Para aceitar o pedido da defesa, algumas medidas cautelares foram definidas: comparecimento mensal perante o juízo de primeiro grau, dando conta de sua ocupação e domicílio, até o trânsito em julgado e comparecimento a todos os atos ou diligências a que for convocado pela autoridade judicial. A decisão foi assinada pelo desembargador Miguel Kfouri Neto.

Família comemorou condenação

Policial é condenado por morte em abordagem; família comemora e advogado fala em ‘absurdo’

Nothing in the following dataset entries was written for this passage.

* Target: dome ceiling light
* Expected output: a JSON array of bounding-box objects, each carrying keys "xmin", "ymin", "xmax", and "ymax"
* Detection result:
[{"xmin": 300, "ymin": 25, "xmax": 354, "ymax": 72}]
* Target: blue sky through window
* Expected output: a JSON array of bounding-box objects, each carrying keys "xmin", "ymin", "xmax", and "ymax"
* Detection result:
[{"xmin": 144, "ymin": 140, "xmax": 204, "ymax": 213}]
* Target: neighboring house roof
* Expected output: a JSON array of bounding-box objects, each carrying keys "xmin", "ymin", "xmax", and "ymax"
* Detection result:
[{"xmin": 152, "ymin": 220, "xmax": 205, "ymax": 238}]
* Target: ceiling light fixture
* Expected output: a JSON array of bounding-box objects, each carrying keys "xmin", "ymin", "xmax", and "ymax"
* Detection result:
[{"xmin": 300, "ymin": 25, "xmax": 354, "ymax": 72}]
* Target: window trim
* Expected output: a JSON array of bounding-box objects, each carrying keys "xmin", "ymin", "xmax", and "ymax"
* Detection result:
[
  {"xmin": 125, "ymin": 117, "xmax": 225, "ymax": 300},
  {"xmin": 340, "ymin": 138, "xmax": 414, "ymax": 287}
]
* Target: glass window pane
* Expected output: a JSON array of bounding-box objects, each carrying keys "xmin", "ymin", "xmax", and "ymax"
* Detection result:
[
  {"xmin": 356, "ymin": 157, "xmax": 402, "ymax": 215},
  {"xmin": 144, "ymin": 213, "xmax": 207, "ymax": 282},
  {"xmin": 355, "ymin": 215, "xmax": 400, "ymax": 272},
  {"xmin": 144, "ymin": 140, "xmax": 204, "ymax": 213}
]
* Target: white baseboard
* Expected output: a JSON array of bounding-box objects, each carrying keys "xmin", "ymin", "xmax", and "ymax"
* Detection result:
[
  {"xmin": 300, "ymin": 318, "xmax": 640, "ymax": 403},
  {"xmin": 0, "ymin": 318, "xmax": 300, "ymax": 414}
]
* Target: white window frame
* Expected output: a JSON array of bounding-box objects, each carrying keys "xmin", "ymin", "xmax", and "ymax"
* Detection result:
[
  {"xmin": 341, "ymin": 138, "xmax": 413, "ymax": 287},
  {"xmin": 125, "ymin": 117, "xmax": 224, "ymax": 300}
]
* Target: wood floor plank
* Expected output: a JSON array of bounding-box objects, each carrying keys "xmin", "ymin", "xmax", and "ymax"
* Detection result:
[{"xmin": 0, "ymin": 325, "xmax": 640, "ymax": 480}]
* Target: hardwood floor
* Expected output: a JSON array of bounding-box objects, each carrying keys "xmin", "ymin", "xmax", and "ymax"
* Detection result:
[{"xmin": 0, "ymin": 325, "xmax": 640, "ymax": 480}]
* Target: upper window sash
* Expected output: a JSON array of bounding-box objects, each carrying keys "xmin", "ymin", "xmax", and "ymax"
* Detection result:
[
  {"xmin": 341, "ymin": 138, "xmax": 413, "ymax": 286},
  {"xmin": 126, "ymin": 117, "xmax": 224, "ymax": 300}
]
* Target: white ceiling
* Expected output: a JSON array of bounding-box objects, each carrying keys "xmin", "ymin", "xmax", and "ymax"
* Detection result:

Logo após o julgamento na terça-feira, a família de Móises comemorou a decisão dos jurados. “Agora ele (Móises) vai descansar, porque a Justiça foi feita. Foram anos de uma espera angustiante para que isso acontecesse”, disse, no dia, Rosângela Nunes, esposa de Móises, que estava no Tribunal do Júri ao lado do filho, Jonathan Kokurudza. “Ficam as boas lembranças que tive com meu pai. Agora sei que posso virar este capítulo da minha vida e dizer que a Justiça foi feita”, falou.

“Decisão absurda”

Por sua vez, logo após o júri, o advogado Adriano Bretas, da defesa de Celso Domício, lamentou a decisão. “Foi apenas mais um capítulo de uma novela que ainda não terminou. É uma condenação absurda e injusta. Esse julgamento será refeito. Ele chegou de ambulância, muito debilitado, e saiu de camburão. Por uma questão humanitária, deve ser posto, no minimo, em regime domiciliar”, ponderou, já adiantou nas entrelinhas que pedira uma revogação do cumprimento da pena imediata.